NSF CAREER Award Boosts Data Extraction Research
With rapidly evolving current events, decision makers may be inundated with messages. With an increasing flow of information from multiple sources, data extraction is an important facet of controlling and identifying key patterns and events. How can data science experts help to simplify complex or extensive documents and streams of information?
Dr.

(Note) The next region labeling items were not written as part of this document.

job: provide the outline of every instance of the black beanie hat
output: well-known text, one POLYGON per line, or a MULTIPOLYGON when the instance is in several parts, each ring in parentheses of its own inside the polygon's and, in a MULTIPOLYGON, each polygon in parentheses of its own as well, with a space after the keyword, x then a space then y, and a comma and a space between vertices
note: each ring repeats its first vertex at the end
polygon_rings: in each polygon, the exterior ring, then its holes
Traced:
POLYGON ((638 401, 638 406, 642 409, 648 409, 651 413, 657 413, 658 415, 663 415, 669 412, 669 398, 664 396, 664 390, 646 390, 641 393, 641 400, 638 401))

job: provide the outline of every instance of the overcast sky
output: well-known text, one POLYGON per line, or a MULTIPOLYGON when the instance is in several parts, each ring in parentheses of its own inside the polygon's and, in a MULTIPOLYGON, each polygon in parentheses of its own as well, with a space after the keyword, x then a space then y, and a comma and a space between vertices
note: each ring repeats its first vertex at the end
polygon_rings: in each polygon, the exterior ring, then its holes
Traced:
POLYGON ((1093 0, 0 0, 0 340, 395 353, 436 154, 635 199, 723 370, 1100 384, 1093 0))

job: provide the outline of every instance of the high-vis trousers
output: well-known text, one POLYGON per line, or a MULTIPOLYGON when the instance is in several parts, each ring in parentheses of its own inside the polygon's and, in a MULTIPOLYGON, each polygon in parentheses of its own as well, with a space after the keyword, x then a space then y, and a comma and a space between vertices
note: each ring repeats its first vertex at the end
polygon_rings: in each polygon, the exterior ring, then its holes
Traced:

Xinya Du, an assistant professor of computer science in the Erik Jonsson School of Engineering and Computer Science at The University of Texas at Dallas, received a 2024 Faculty Early Career Development Program (CAREER) award from the National Science Foundation (NSF) to support research reducing information overload.
Du’s $561,000 CAREER grant supports his work to build data extraction methods that identify key information from large amounts of text.
The vast amounts of event-related information published daily create an overwhelming flood of data that far exceeds the cognitive capacity of any individual, Du said.
“My research focuses on developing advanced techniques to automatically extract succinct event knowledge, enabling people to quickly capture critical insights from complex documents,” Du said. “I aim to tackle the information overload problem in people’s daily lives by developing innovative natural language processing (NLP) techniques that transform unstructured text in long and complex documents into structured, comprehensive knowledge graphs.”
About NSF CAREER Awards
Faculty Early Career Development Program (CAREER) awards from the National Science Foundation are competitive awards for promising early career faculty who have the potential to become leaders and role models both as researchers and as educators.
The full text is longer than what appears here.